I think you're right. Although I would also guess that 99% of the time,
you'd only do that for read-only mappings. Doing the same in the presense
of also doing writes is just asking for getting shot.
Even for read-only mappings, it's actually quite hard to globally flush a
page cache page if somebody else happens to be using it for a read() or
something at exactly the same time.
Linus
Linus Torvalds wrote:
>
> On Sat, 11 Feb 2006, Nick Piggin wrote:
>
>>Well in that case in your argument your FADV_WRITE_START is of
>>the "waits for writeout then starts writeout if dirty" type.
>>
>>In which case you've just made 3 consecutive write+wait cycles
>>to the same page, so it is hardly an optimal IO pattern.
>
>
> The point is, this is the interface that an app would want to use if they
> want _perfect_ IO patterns.
>
I'll be annoying and take you up on this again.

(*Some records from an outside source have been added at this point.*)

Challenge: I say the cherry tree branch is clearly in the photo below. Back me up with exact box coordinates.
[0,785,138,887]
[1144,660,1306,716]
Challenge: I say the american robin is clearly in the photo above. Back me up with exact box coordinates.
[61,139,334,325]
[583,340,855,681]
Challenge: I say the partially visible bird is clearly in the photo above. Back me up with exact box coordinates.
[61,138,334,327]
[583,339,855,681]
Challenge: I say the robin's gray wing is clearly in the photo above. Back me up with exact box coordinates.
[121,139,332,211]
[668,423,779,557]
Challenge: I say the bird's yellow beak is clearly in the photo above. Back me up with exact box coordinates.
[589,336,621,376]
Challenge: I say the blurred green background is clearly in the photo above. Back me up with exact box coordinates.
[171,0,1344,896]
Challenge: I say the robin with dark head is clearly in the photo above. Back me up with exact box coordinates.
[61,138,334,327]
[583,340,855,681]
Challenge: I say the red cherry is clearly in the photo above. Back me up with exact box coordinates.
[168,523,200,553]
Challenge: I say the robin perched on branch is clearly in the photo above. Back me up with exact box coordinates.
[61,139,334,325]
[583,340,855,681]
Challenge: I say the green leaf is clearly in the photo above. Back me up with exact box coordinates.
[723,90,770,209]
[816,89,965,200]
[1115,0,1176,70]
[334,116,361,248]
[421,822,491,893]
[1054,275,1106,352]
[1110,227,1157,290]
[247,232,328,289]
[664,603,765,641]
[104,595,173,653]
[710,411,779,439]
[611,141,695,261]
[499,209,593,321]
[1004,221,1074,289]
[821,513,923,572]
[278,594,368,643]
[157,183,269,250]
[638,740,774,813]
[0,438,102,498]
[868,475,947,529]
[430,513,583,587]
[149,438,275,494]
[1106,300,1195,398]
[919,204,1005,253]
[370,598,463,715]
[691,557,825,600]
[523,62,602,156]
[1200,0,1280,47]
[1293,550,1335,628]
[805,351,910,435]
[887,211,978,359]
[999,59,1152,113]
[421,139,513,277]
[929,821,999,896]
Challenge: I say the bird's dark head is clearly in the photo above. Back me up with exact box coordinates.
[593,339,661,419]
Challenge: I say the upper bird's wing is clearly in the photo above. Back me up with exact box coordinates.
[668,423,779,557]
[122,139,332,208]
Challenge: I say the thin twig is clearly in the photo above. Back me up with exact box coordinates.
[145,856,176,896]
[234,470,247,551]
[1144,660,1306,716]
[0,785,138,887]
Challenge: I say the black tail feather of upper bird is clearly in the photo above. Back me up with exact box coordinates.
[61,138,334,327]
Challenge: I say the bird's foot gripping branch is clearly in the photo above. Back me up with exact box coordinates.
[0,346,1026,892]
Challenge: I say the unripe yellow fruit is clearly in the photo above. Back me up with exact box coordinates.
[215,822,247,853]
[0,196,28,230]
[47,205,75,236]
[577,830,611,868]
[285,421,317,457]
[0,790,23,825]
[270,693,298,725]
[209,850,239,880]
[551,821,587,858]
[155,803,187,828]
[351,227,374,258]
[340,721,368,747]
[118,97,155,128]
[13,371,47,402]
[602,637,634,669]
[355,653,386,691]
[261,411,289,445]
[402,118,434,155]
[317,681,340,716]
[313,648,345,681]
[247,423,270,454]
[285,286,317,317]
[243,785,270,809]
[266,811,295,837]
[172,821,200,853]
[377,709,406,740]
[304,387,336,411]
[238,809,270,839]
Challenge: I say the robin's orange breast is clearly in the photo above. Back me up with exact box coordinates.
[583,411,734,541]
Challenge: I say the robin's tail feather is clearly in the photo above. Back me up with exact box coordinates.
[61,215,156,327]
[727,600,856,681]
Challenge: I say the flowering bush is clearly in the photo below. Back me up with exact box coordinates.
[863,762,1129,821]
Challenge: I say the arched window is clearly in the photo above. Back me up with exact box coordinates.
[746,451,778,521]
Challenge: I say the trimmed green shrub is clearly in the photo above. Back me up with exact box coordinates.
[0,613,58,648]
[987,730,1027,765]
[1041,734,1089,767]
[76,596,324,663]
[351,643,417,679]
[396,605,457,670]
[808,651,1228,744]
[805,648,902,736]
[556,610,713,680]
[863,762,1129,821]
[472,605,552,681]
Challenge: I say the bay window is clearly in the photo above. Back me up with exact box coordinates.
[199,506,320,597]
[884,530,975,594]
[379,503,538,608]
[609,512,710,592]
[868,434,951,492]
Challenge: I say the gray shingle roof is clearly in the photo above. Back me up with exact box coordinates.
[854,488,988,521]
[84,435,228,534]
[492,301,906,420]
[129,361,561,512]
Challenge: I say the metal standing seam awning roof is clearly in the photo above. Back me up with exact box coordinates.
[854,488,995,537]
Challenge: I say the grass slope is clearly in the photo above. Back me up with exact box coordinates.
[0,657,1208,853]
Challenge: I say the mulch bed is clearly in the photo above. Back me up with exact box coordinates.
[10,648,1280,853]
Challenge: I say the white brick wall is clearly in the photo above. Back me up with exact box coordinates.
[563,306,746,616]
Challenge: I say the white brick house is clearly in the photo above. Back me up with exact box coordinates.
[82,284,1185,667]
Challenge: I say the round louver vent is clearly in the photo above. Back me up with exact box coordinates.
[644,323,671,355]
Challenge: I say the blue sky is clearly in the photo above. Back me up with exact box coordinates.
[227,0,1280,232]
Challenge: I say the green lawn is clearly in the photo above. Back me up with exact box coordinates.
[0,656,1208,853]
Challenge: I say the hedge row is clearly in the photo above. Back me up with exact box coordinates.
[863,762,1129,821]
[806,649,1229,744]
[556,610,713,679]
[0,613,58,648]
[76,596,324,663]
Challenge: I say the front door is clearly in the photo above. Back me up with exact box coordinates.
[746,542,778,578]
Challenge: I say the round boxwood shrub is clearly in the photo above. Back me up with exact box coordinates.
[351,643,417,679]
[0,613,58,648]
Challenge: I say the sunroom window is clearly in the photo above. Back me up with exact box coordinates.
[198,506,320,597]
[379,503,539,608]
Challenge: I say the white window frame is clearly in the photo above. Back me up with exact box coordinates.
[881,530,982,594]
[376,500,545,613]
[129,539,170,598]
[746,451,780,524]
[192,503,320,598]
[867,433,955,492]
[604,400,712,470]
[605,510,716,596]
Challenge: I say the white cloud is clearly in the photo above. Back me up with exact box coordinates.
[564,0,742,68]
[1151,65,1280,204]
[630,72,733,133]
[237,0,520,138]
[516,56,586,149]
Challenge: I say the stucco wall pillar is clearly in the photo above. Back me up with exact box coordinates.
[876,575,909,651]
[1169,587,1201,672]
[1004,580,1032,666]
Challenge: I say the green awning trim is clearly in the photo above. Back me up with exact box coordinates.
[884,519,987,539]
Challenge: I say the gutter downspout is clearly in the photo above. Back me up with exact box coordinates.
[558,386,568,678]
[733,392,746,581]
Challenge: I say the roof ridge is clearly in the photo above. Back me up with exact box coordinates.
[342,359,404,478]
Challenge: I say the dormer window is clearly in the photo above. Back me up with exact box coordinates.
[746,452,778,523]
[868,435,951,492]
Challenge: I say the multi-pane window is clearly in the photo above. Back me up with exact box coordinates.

It is possible that my FADV_WRITE_SYNC will do an extra write of a page
if it has since become dirty again, however that would seem to be rare
for such a thing to happen (ie. because the app has asked for some previous
copy of data to be on disk).
I'm not saying it would never happen, your sub-page sized example is one
probably valid case - however in that case Andrew's wait-for-write doesn't
always do the right thing either.
But I will grant that start-writeout + wait-for-write must be at least as
expressive as write-and-wait.
*however*, it still isn't perfect and it still does things worse than my
proposal. For example, if the kernel itself actually decides to start writeout
before you call fadvise(FADV_START_WRITEOUT) then it is now going to block
and wait for the io to finish.
Anyway if we agree they are both much of a muchness, then I hope we can
go for FADV_WRITE_ASYNC, FADV_WRITE_SYNC because it is consistent with the
rest of the userspace API we expose.
--
SUSE Labs, Novell Inc.
Send instant messages to your online friends http://au.messenger.yahoo.com
On Fri, 2006-02-10 at 15:15 -0800, Linus Torvalds wrote:
> > IIRC msync(MS_INVALIDATE) on Solaris was actually often used by some
> > applications to resync the client page cache to the server when using
> > odd locking schemes, so I believe this interpretation is a valid one.
>
> I think you're right. Although I would also guess that 99% of the time,
> you'd only do that for read-only mappings. Doing the same in the presense
> of also doing writes is just asking for getting shot.
>
> Even for read-only mappings, it's actually quite hard to globally flush a
> page cache page if somebody else happens to be using it for a read() or
> something at exactly the same time.
I'm thinking specifically of the case where the application is using
some fancy user space locking scheme of its own to guarantee safe read
access to a part of the file that is known to have changed on the
server.
We do have fadvise(POSIX_FADV_DONTNEED), which gets you most of the way.
However that calls invalidate_mapping_pages(), which only clears
unlocked pages. This again means that kernel activities like readahead
or VM scanning can cause pages the user would otherwise like to eject to
be preserved.
The other alternative is to use O_DIRECT file access, but that forces
the application to handle caching and readahead in user space too.